Lucky Express explores the life of children living on railway platforms.
By Deepak Chitnis
WASHINGTON, DC: Director Anna Fischer’s documentary Lucky Express sheds light on a problem many outside – and perhaps even within India – either don’t know about or choose to turn a blind eye towards. The film is a probing look into the lives of “platform children,” a colloquial term for abandoned youths who find themselves on train platforms throughout India and turn to various tactics in order to survive.
Fischer’s way into this world is through Vijay Bahadhur, who goes by the name of Lucky. Lucky is a former platform child who ran away from his home in Nepal and found himself at a train station in New Delhi, where he stayed until he was a teenager. The story of his life make up the beginning and end of the film, bookending things with a nice emotional arc about a young man we come to admire and care about over the course of the film.
The film talks about how these children, who are very young and extremely poor, do everything from collecting bottles to pick-pocketing to, in some cases, prostituting themselves in order to survive.

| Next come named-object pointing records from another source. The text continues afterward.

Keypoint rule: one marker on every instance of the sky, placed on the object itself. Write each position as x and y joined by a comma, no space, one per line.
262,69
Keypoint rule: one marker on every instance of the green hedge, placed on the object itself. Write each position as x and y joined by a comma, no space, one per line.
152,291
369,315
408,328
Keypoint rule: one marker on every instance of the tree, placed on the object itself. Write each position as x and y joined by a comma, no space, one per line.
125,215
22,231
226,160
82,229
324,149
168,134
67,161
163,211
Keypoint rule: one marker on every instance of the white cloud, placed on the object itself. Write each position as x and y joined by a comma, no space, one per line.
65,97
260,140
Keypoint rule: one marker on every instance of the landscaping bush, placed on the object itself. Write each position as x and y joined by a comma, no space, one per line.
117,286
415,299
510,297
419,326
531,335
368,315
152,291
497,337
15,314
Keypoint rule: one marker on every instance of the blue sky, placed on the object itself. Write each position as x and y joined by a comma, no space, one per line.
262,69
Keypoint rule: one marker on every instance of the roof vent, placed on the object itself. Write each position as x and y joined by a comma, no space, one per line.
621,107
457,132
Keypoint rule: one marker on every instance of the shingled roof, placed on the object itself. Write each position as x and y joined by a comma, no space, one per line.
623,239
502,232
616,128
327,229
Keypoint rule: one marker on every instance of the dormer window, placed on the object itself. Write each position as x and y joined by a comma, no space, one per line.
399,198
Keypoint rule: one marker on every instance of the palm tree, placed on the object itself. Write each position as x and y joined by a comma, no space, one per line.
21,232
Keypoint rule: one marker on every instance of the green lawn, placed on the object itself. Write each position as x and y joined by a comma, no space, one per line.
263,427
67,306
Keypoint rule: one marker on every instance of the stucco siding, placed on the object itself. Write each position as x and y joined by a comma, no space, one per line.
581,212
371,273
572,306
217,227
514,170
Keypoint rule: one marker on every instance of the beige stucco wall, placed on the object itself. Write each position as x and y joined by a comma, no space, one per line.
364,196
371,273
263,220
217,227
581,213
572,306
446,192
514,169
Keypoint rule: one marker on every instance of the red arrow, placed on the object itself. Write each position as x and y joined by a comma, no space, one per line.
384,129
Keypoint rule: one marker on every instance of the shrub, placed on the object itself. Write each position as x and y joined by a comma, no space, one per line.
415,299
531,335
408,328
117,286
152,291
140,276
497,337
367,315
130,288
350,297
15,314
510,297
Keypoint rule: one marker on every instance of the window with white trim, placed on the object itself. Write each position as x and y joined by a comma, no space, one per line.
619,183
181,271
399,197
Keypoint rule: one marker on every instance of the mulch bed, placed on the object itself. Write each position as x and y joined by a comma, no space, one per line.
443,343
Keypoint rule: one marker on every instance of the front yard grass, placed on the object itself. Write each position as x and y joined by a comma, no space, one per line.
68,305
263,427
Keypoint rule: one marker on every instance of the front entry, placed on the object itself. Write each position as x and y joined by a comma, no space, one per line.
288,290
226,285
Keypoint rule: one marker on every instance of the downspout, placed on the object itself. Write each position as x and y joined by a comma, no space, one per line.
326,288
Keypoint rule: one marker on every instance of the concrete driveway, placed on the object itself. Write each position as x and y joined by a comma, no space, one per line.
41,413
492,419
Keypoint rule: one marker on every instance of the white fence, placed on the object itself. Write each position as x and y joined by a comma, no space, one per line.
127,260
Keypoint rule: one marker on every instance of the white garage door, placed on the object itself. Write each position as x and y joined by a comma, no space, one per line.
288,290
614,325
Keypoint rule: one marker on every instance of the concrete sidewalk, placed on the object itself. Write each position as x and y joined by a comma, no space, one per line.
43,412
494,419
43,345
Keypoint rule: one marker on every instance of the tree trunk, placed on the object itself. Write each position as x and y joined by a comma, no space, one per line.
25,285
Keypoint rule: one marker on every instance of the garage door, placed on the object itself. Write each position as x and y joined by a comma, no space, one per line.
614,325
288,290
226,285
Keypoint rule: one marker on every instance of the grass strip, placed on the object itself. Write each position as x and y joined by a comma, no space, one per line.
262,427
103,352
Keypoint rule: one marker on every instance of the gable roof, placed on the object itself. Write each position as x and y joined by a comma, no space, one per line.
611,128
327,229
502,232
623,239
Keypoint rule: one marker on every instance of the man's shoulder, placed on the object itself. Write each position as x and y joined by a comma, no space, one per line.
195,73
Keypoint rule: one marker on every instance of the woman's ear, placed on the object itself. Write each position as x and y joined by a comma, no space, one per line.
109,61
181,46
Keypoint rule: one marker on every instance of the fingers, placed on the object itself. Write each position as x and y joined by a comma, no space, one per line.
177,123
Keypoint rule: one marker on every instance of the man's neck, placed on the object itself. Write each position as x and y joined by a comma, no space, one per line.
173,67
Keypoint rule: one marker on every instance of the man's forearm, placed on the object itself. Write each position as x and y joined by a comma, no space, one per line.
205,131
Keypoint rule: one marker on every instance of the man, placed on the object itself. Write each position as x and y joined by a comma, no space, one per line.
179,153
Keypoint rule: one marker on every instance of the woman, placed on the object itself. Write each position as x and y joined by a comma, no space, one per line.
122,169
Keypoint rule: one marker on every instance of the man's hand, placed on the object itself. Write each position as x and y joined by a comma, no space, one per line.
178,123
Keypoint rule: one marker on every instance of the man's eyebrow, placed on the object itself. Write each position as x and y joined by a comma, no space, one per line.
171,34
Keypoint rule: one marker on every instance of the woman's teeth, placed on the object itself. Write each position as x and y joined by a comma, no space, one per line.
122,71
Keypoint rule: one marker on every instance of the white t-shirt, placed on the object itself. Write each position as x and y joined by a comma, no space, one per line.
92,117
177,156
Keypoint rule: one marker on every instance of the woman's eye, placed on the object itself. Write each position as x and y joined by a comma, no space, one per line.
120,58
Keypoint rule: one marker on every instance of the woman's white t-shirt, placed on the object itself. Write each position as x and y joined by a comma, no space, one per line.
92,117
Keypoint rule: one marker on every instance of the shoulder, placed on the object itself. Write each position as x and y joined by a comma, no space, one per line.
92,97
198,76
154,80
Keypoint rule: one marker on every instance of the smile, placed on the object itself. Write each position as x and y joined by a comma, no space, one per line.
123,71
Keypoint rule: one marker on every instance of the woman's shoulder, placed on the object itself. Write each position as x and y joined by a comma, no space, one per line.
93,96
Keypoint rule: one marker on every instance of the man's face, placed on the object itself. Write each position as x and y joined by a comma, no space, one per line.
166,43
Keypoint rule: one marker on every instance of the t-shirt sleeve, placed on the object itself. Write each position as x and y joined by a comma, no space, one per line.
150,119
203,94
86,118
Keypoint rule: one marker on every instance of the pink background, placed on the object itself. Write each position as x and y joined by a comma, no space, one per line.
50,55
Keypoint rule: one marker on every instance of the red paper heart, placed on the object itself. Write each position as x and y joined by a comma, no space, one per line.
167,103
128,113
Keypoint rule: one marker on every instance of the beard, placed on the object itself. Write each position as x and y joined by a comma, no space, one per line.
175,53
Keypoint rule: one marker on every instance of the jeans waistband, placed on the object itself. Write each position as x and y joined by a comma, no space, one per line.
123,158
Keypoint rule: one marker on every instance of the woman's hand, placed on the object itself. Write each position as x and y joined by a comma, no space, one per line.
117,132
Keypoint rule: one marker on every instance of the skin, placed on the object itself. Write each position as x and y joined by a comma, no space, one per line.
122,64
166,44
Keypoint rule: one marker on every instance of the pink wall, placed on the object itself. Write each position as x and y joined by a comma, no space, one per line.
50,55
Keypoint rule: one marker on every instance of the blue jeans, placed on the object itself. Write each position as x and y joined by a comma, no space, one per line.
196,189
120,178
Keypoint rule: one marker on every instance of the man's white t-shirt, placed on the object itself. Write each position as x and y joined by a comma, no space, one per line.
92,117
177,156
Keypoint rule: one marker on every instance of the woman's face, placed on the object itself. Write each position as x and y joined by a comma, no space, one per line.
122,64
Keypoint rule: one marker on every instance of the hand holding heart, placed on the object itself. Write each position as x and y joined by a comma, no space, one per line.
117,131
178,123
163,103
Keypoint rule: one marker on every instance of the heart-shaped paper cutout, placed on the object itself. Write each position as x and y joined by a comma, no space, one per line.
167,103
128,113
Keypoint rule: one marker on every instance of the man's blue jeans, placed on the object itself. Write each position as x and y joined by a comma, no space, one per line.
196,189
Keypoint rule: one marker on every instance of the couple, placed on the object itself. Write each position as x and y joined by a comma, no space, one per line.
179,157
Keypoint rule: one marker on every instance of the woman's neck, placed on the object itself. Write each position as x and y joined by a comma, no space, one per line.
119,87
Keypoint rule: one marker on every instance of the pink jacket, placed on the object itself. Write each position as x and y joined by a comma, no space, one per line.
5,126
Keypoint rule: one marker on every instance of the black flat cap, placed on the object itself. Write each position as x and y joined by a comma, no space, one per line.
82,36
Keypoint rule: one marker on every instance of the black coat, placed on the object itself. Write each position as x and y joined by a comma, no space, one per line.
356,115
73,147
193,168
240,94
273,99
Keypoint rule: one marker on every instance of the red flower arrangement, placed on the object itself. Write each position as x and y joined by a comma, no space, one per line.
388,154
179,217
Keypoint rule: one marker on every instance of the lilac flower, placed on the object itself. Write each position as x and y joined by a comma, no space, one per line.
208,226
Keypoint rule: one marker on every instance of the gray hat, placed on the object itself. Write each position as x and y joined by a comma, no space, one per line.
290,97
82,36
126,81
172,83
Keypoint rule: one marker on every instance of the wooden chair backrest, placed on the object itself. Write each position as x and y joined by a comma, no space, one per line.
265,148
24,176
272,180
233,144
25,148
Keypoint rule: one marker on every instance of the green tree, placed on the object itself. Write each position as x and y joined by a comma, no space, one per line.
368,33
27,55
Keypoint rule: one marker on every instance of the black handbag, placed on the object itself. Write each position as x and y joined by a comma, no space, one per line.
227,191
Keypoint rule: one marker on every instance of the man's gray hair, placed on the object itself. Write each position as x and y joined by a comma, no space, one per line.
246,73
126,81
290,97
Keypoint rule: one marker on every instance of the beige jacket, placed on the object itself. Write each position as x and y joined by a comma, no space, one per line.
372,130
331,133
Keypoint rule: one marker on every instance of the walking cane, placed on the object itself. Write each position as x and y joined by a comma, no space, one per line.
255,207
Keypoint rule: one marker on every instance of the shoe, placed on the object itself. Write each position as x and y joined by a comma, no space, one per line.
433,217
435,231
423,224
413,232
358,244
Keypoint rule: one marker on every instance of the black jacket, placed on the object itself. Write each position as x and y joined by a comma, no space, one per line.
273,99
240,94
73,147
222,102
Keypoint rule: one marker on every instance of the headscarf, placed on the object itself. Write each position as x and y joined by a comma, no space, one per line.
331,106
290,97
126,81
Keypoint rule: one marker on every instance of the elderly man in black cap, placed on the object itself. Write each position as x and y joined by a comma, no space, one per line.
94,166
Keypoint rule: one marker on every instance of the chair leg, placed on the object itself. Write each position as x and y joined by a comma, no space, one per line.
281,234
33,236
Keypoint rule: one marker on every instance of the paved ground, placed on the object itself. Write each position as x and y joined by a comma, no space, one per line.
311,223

While the Indian government has enacted laws and policies to protect these children and put them in schools, the sheer number of them and the fact that many simply get used to the life they live often makes it difficult to save them from such depravation.
Lucky Express is a well-made film. Although obviously low-budget, with consumer-level cameras and some rough audio, its grittiness and lack of polish help it attain a verisimilitude that makes things more realistic and powerful. Some of the stories told within the film are not easy to hear, but they are important, although the argument could be made that the film is heavy handed and emotionally exploitative (not exploitative of the children discussed in the film, though, since Fischer was keen to avoid doing that). The film is short at just under 90 minutes, making it easy to watch and, hopefully, more accessible for viewers who don’t normally go out of their way to watch documentaries.
Fischer, a Swedish filmmaker, studied in New York, and has a Master’s degree from New York University in Journalism and International Relations. She has lived in Kathmandu, Nepal for three years and has been living in Varanasi, India, since 2003.
Lucky Express will be available on DVD on August 27th. It was an official selection at the Jaipur international Film Festival and the Long Island International Film Expo. Last year, Fisher won the “Best Director of a Documentary” Award at the ITN Distribution Film Festival.
Grade: B+
Release date: August 27th, 2013 (DVD).
Starring: Anna Fischer, Lucky Bahadhur.
Director: Anna Fischer.
Not Rated (roughly PG-13; some discussions in the film are not appropriate for younger viewers).